Peki bunu nasıl yapabilirsiniz?
Her şeyden önce, aşağıdaki gibi bağlaçlar veya birleştirici kelimeler kullanmaya çalışın:
- çünkü, oysa, -den bu yana,
- bu nedenle, bundan dolayı, böylelikle, bundan şu sonuç çıkar ki, sonuç olarak
- yine de, ancak, fakat, ama
- ilk olarak, öte yandan
Bunlar, okuyucunun, tartışmanızın nereye gittiğini takip etmesine yardımcı olan şeylerdir. Bu kelimeleri doğru kullanmaya dikkat edin. Örneğin, “P ise o halde Q’dur” dediğinizde, Q’yu kabul etmek için P’nin iyi bir gerekçe sağladığını iddia ediyorsunuz demektir. Buna yönelik olarak, gerekçenizin sağlam olmasına dikkat edin.
Makalenizin yapısını açıklığa kavuşturmanın bir başka yolu ise okuyucuya şu ana kadar ne yaptığınızı ve bundan sonra ne yapacağınızı söylemekten ileri gelir. Şu gibi şeyler söyleyebilirsiniz:
- …ile başlayacağız
- Bu argümanda neyin yanlış olduğunu göstermeden önce, şunlara değinmeye çalışacağız…
- Bu pasajlar şunu gösterir…
- Şimdi, bu iddiayı savunmaya çalışacağız…
- Bu iddiayı destekleyebilmek daha fazla gerekçe göstermeye çalışalım …
- Bir örnek…örneğin…
Bu noktalar, gerçekten büyük farklar yaratacak niteliktedir.
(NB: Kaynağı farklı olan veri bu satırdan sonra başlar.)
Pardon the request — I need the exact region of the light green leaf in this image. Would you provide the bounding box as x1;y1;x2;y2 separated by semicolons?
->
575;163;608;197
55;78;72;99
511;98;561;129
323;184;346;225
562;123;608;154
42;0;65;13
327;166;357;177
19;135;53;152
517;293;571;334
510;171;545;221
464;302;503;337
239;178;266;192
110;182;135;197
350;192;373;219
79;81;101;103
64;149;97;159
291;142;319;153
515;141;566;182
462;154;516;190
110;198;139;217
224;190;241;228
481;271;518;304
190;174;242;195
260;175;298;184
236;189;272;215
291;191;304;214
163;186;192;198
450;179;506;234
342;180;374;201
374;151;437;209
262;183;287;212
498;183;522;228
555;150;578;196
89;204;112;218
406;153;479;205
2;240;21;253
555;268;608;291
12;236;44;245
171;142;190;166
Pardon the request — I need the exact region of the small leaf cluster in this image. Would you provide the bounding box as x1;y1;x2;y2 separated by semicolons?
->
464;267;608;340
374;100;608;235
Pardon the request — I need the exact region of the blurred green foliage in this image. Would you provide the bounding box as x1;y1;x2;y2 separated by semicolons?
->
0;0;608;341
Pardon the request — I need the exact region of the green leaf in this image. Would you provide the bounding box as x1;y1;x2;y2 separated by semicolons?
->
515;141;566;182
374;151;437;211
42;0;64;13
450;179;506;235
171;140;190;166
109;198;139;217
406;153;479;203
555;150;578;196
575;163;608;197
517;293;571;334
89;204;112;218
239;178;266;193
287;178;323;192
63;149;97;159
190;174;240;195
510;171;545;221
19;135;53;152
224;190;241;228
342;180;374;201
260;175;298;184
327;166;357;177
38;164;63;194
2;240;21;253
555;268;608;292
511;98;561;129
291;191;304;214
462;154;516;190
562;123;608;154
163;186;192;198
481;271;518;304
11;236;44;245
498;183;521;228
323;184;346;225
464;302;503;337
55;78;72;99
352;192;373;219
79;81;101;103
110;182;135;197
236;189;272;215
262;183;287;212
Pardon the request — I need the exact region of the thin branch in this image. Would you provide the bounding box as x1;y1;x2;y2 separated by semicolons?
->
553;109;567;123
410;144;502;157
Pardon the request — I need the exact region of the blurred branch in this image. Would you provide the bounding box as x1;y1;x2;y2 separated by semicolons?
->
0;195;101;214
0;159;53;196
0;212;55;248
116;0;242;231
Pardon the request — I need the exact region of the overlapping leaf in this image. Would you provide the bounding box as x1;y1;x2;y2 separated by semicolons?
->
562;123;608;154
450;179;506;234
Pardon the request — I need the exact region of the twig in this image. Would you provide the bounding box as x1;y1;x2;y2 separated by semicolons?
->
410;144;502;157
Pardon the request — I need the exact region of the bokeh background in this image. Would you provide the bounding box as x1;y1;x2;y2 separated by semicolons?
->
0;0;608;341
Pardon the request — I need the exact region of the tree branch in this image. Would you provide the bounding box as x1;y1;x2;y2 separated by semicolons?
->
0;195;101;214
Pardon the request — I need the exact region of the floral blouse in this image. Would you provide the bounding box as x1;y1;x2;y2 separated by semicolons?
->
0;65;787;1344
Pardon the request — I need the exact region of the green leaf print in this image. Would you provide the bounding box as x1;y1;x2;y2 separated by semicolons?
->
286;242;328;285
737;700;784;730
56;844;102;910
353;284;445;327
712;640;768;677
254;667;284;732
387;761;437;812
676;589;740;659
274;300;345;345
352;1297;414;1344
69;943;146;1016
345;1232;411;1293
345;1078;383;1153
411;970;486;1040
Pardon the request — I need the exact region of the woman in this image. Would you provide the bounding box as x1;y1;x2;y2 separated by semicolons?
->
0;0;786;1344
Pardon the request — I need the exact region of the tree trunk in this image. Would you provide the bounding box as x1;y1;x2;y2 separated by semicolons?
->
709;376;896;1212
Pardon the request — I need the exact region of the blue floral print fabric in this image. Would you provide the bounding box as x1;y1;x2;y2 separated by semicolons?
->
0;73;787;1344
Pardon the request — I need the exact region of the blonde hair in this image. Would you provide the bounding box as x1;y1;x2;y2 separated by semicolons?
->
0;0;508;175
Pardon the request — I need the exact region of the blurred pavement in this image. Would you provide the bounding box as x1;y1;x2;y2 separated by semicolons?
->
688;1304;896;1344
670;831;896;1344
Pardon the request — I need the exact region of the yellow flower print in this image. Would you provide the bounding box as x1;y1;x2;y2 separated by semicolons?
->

Aşağıdaki iki makale örneğindeki pasajları göz önünde bulundurmaya çalışın:
…X’in P hakkında neler söyleyebileceğine değindik. Şimdi, P’yi yanlışlayan iki argümandan bahsetmeye çalışacağım. İlk argümanım…
P’yi yanlışlayan ikinci argümanım…
Burada X, argümanlarıma birkaç şekilde yanıt verebilir. Mesela şunu savunabilir…
Ancak bu yanıt başarısız olur, çünkü…
X’in argümanlarıma yanıt vermesinin bir başka yolu da şunu iddia etmekten ileri gelir…
Bu yanıt da başarısız olur, çünkü…
Böylelikle hiçbir X’in P’yi yanlışlayan argümanlarımı çürütemeyeceğini gördük. Dolayısıyla, X’in P hakkındaki iddiasını reddetmemiz gerekir.
Q’nun bu görüşüne itiraz edeceğim.
Q’ya inanmak için üç neden bulunur. Birincisi…
İkincisi…
Üçüncüsü…
Q’ya yapılan en güçlü itiraz şunu öne sürer…
Ancak bu itiraz şu nedenle başarılı değildir…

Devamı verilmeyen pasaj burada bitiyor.